문자열 안에 작은따옴표나 큰 따옴표를 넣어야 할 때를 위해 다음표(' 또은 ")가 있습니다. 또한 연속 3개 따옴표는 문장이 여러 줄일 때 사용합니다.

a = "python's favorite food is perl"
b = '"Python is very easy." he says'

c = '''
    Life is too short
    You need python
    '''
d = """
    Life is too short
    You need python
    """

물론 '\n'을 사용해도 됩니다.

c = "Life is too short\nYou need python"

이스케이프 코드(Escape code)

이스케이프 코드(Escape code)는 특수한 문자를 출력하기 위해 사용하는 문자열 내부의 특별한 문자 조합입니다. 사용법은 역슬래시(\)로 조합하여 사용하면 됩니다.

코드	설명
\n	줄바꿈(Newline)
\t	탭(Tab)
\'	작은따옴표(Single quote)
\"	큰따옴표(Double quote)
\\	역슬래시(Backslash)

print("Hello\nWorld")  # Hello
                        # World

print("Hello\tWorld")  # Hello   World

print('She said, "I\'m fine."')  # She said, "I'm fine."

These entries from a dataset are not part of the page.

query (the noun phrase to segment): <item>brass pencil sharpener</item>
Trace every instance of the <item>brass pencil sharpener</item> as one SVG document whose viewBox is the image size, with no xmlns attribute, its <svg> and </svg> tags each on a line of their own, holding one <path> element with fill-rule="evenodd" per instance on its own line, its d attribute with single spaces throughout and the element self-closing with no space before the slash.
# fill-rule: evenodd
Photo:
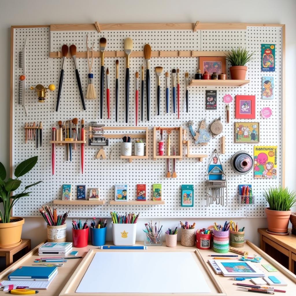
<svg viewBox="0 0 296 296">
<path fill-rule="evenodd" d="M 46 94 L 47 92 L 47 90 L 50 91 L 54 91 L 55 89 L 55 86 L 54 84 L 49 84 L 48 87 L 45 87 L 42 84 L 37 84 L 35 87 L 31 86 L 30 89 L 35 89 L 35 91 L 37 92 L 38 95 L 38 102 L 39 103 L 44 103 L 44 100 L 46 99 Z"/>
</svg>

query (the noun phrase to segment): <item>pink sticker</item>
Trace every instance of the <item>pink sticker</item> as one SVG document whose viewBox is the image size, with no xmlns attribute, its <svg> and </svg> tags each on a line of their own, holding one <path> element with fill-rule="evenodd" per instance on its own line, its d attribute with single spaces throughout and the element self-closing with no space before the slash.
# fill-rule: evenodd
<svg viewBox="0 0 296 296">
<path fill-rule="evenodd" d="M 232 97 L 230 94 L 226 94 L 223 97 L 223 101 L 227 104 L 231 103 L 232 101 Z"/>
<path fill-rule="evenodd" d="M 272 111 L 269 107 L 267 107 L 261 110 L 261 114 L 264 118 L 269 118 L 272 115 Z"/>
</svg>

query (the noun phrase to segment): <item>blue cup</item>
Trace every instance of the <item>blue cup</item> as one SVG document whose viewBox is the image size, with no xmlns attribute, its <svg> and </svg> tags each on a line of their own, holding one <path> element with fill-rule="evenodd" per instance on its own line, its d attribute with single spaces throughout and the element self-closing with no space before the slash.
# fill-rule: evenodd
<svg viewBox="0 0 296 296">
<path fill-rule="evenodd" d="M 91 244 L 93 246 L 104 246 L 106 242 L 107 227 L 91 228 Z"/>
</svg>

print("C:\\Users\\username\\Documents")  # C:\Users\username\Documents

문자열 연산하기

문자열 결합(concatenation)

head = "Python"
tail = " is fun"
print(head + tail + "!") # Python is fun!

문자열 반복

s = "spam " * 3
print(s)  # spam spam spam

응용

a = "My Program"
print("=" * 50)
print(a)
print("=" * 50)

>>> ==================================================
>>> My Program
>>> ==================================================

문자열 인덱싱(indexing)과 슬라이싱(slicing)

인덱싱(indexing)이란 무언가를 가리킨다는 뜻으로 연속적인 객체(리스트, 튜플, 문자열, 바이트, 바이트 배열)에 부여된 번호를 의미합니다. 쉽게 말해서 원하는 값을 가리킬 때 indexing을 사용합니다.

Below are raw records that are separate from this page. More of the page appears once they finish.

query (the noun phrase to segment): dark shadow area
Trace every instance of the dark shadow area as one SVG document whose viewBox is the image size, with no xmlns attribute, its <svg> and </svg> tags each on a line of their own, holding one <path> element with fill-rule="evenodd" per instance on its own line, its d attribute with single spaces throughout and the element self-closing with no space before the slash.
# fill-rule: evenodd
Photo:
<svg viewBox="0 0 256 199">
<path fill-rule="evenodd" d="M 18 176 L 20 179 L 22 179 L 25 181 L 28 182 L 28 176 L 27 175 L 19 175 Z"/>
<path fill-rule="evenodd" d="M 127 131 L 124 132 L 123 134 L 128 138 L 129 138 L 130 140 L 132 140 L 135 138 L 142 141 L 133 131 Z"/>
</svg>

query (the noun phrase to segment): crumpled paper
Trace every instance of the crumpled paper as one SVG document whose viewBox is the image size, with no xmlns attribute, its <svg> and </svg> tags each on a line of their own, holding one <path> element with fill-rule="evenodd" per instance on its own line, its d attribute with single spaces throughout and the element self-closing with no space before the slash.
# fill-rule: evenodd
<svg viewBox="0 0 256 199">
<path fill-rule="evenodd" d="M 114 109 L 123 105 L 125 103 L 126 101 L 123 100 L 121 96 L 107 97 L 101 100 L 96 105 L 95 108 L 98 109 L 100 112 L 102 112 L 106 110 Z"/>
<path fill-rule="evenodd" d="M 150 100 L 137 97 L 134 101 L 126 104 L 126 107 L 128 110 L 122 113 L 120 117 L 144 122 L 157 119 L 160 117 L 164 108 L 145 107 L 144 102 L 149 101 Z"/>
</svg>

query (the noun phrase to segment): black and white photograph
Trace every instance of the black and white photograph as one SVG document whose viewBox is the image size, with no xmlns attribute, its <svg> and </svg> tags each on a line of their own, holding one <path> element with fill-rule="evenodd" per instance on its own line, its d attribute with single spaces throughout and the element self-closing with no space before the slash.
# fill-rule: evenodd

슬라이싱(slicing)이란 무언가를 잘란 낸다는 뜻으로 연속적인 객체(리스트, 튜플, 문자열)에 부여된 번호를 이용해 연속된 객체에 일부를 추출하는 작업입니다.

인덱싱

인덱싱은 대괄호([]) 안에 원하는 위치의 인덱스(index)를 지정하여 해당 위치의 값을 선택합니다.

s8 = "Python"
print(s8[0])  # P
print(s8[2])  # t
print(s8[-1])  # n

인덱싱의 시작은 [0]부터입니다. 그리고 뒤에서부터 읽기는 [-1]부터입니다. [-0]은 [0]과 같습니다.

슬라이싱

a = "Hello, World!"
print(a[:])  # Hello, World!
print(a[0:5])  # Hello
print(a[7:])  # World!
print(a[:5])  # Hello
print(a[6:-2]) # ' Worl'

a [시작번호:끝번호:간격]

간격을 생략하면 기본으로 1이 됩니다.

a [0:5]는 a [0] = H, a [1] = e,..., a [4] = o로 0 <= a < 5 같은 의미입니다. 즉 첫 번째 부분이 0으로 시작하니 5는 5번째 즉 a [4]가 됩니다.

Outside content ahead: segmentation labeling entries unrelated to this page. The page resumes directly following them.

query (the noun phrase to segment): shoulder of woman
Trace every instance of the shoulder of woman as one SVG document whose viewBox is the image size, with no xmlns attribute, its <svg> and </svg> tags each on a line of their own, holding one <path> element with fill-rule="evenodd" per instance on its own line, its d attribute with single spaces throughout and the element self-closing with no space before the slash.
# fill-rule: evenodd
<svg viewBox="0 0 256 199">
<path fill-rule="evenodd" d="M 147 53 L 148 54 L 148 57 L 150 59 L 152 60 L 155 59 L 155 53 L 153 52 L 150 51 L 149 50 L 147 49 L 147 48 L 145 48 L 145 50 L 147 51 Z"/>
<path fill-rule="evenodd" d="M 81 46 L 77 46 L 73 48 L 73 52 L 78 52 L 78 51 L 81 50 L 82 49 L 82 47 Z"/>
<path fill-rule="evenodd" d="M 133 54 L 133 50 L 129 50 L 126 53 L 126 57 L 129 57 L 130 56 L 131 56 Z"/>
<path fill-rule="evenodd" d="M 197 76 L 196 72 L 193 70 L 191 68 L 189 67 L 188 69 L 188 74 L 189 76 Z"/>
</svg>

a [7:]는 8번째 글자부터 즉 a [7]부터 마지막까지입니다.

a [:5]는 첫 번째부터 5번째 글자 a [4]까지입니다

a [6:-2]는 6번째 글자(공백)부터 뒤에서 3번째 a [-3]까지 a[-2]는 포함하지 않습니다.

응용

a = "Pithon"
b = a[:1] + "y" + a[2:]
print(b) # Python
c = a[0] + "y" + a[2:]
print(c) # Python

d = [1, 2, 3, ['a', 'b', 'c'], 4, 5]
print(d[2:5]) # [3, ['a', 'b', 'c'], 4]
print(d[3][:2]) # ['a', 'b']

문자열 포매팅

파이썬에서 문자열 포매팅(string formatting)은 문자열 안에 변수 값을 삽입하는 방법입니다.

'`%`' 연산자를 이용한 포맷팅

print("I eat %d apples" %3) # I eat 3 apples
print("I eat %s apples" % "five") # I eat five apples
number = 3
print("I eat %d apples" % number) # I eat 3 apples
day = "three"
print("I ate %d apples. so I was sick for %s days." % (number, day))
# I ate 3 apples. so I was sick for three days.

문자열 포맷 코드

코드	설명
%d	10진 정수
%o	8진 정수
%x, %X	16진 정수 (소문자, 대문자)
%f	부동 소수점 실수
%e, %E	지수 형태의 실수 (소문자, 대문자)
%g, %G	실수를 지수 형태로 표현하거나, 일반적인 실수로 표현하는 것 중 짧은 것을 선택 (소문자, 대문자)
%c	문자
%s	문자열
%r	객체를 문자열로 출력

재미있는 것은 '%s' 포맷 코드는 어떤 형태의 값이든 변환해 넣을 수 있습니다.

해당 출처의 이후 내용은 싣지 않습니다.